Abstract
Our previous studies have shown that quercetin inhibits Cox-2 and Bcl-2 expressions, and induces human leukemia HL-60 cell apoptosis. In order to investigate the role of AMP-activated protein kinase (AMPK) on quercetin-induced apoptosis of HL-60 cells, we used flow cytometry to detect cell apoptosis. The expressions of LKB1, phosphorylated AMPK (p-AMPK), and Cox-2 protein were detected in HL-60 cells and normal peripheral blood mononuclear cells (PBMCs) by western blot. The expressions of LKB1, p-AMPK, and Cox-2 were detected in HL-60 cells after culture with quercetin. The expressions of p-AMPK were detected in HL-60 cells after culture with AMPK inhibitor Compound C. Then, the expressions of LKB1, p-AMPK, and Cox-2 were detected in HL-60 cells after culture with quercetin alone or quercetin + Compound C. It was found that there was no significant difference in LKB1 between PBMCs and HL-60. p-AMPK in PBMCs was higher than that in HL-60, while Cox-2 was lower. After culture of HL-60 with quercetin, p-AMPK was increased, Cox-2 was decreased, but LKB1 remained unchanged. After culture of HL-60 with Compound C, p-AMPK was decreased. There was no significant difference in LKB1 between the quercetin-alone and the quercetin + Compound C groups. p-AMPK decreased more significantly, while Cox-2 increased more significantly in the quercetin + Compound C groups than those in the quercetin-alone groups. Taken together, these findings suggested that quercetin activates AMPK expression in HL-60 cells independent of LKB1 activation, inhibits Cox-2 expression by activating AMPK, and further regulates the Bcl-2-dependent pathways of apoptosis to exert its anti-leukemia effect.
Introduction
The focus of research on anti-tumor drugs in recent years has been transferred from cytotoxic agents to target-specific new drugs for the purpose of improving safety, selectivity, and drug resistance.
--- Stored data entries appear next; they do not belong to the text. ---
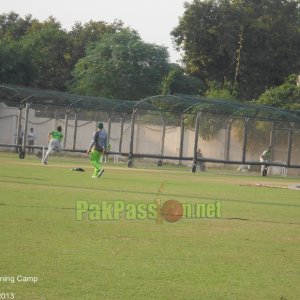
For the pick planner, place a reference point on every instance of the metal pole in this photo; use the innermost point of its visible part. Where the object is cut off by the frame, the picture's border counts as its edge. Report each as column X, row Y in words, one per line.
column 130, row 154
column 228, row 140
column 196, row 142
column 121, row 133
column 75, row 128
column 181, row 138
column 66, row 127
column 290, row 142
column 272, row 132
column 246, row 120
column 26, row 125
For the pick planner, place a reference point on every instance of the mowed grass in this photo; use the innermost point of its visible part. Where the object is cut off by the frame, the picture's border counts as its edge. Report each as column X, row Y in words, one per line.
column 251, row 252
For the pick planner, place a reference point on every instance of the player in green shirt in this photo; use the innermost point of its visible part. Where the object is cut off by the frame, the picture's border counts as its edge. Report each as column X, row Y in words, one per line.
column 265, row 157
column 54, row 138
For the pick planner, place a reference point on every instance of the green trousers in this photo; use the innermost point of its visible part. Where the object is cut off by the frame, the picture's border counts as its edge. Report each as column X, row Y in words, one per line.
column 95, row 158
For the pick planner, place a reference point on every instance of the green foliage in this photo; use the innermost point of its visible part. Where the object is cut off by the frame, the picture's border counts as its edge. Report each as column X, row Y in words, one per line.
column 121, row 66
column 49, row 46
column 178, row 82
column 220, row 91
column 285, row 96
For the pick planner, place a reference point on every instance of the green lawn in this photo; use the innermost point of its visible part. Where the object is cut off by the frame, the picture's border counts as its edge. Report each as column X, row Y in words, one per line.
column 251, row 252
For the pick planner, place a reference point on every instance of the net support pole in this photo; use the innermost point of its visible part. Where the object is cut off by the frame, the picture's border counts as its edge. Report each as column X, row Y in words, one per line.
column 159, row 163
column 130, row 154
column 66, row 128
column 272, row 132
column 181, row 138
column 109, row 127
column 25, row 126
column 121, row 133
column 197, row 123
column 228, row 140
column 75, row 129
column 290, row 142
column 246, row 120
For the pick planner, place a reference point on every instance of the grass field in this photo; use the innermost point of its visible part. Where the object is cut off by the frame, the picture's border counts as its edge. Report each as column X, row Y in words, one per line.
column 250, row 252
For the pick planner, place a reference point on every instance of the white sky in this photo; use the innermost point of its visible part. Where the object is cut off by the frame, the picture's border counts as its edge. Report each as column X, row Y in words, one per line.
column 153, row 19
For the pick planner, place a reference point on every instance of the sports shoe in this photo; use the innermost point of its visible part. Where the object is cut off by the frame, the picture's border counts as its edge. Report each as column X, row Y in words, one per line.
column 100, row 172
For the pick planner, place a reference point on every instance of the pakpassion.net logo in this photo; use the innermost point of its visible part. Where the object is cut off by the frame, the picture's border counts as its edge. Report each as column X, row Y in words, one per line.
column 170, row 211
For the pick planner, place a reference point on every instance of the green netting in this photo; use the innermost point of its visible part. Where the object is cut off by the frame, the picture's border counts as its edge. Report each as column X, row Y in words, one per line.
column 176, row 104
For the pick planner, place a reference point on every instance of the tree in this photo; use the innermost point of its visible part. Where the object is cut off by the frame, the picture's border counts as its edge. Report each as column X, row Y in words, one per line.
column 15, row 63
column 49, row 45
column 121, row 66
column 81, row 36
column 13, row 27
column 254, row 44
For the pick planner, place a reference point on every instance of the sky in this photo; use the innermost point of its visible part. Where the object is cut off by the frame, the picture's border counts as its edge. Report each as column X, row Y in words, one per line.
column 153, row 19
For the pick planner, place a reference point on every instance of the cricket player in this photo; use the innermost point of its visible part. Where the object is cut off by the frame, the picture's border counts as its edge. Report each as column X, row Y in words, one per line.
column 54, row 138
column 97, row 150
column 265, row 157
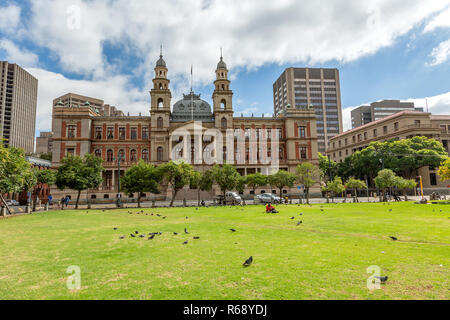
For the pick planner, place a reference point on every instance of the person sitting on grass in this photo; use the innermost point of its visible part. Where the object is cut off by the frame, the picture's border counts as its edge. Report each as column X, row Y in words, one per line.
column 270, row 208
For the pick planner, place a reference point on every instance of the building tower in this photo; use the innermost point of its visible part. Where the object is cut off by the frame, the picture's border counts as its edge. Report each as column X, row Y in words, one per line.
column 222, row 97
column 160, row 112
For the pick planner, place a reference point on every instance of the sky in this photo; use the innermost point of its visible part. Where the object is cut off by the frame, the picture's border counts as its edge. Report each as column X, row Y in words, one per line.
column 107, row 49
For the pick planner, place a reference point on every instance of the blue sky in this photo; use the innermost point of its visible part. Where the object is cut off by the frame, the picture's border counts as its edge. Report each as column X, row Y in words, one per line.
column 107, row 49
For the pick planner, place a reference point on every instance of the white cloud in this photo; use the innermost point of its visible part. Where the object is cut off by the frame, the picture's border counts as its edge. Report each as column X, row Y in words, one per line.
column 440, row 54
column 114, row 91
column 9, row 18
column 252, row 33
column 13, row 54
column 442, row 20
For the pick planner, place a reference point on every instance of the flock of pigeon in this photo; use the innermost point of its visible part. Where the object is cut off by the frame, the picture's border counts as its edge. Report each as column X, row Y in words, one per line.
column 152, row 235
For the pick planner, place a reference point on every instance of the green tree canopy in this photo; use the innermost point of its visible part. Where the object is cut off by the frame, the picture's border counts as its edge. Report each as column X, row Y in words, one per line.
column 282, row 179
column 444, row 170
column 79, row 174
column 307, row 175
column 177, row 175
column 141, row 177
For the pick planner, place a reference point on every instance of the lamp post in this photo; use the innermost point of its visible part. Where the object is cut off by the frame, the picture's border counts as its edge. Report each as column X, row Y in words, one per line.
column 119, row 158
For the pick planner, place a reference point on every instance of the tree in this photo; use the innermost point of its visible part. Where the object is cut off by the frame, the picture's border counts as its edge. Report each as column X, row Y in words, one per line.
column 256, row 180
column 335, row 187
column 177, row 175
column 13, row 171
column 404, row 185
column 307, row 175
column 327, row 167
column 282, row 179
column 386, row 179
column 43, row 177
column 226, row 176
column 444, row 170
column 79, row 174
column 355, row 184
column 140, row 178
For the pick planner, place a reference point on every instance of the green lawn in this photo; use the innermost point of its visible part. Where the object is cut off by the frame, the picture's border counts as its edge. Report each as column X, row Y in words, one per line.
column 324, row 258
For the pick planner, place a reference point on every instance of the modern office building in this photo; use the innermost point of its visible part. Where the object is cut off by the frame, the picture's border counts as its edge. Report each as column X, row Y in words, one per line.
column 44, row 143
column 18, row 101
column 82, row 125
column 312, row 88
column 379, row 110
column 401, row 125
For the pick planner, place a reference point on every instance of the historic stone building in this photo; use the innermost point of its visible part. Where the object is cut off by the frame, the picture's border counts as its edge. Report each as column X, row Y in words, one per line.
column 252, row 144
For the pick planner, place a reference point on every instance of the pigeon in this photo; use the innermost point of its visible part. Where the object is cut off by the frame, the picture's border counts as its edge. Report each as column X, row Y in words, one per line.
column 382, row 279
column 248, row 262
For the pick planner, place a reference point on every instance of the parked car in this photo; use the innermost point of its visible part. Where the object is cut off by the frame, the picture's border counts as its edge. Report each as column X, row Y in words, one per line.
column 12, row 203
column 230, row 198
column 268, row 198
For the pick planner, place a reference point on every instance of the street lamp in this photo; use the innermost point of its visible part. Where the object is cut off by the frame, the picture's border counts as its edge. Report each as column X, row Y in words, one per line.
column 119, row 159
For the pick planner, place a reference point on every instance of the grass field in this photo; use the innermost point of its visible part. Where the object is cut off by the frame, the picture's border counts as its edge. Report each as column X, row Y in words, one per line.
column 326, row 257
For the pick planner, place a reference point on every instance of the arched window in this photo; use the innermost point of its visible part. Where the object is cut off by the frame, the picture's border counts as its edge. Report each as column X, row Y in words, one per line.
column 160, row 123
column 109, row 156
column 160, row 153
column 145, row 155
column 133, row 155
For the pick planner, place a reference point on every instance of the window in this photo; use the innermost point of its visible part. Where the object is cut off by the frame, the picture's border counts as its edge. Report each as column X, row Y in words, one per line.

Drugs from natural plants that possess extensive mechanisms of action and low toxicity have become the hot point of research. Quercetin (3,3′,4′,5,7-pentahydroxyflavone) is a flavonoid compound widely existing in nature. Recent studies [1–5] have reported that quercetin can inhibit the growth of various malignant tumor cells including leukemia. Our previous study [1] found that quercetin could inhibit Cox-2 expression, reduce Bcl-2 expression, and induce Bax expression and the apoptosis of HL-60 cells by initiating a caspase-3 cascade reaction. However, further research is still needed to explore the upstream signaling molecule for Cox-2.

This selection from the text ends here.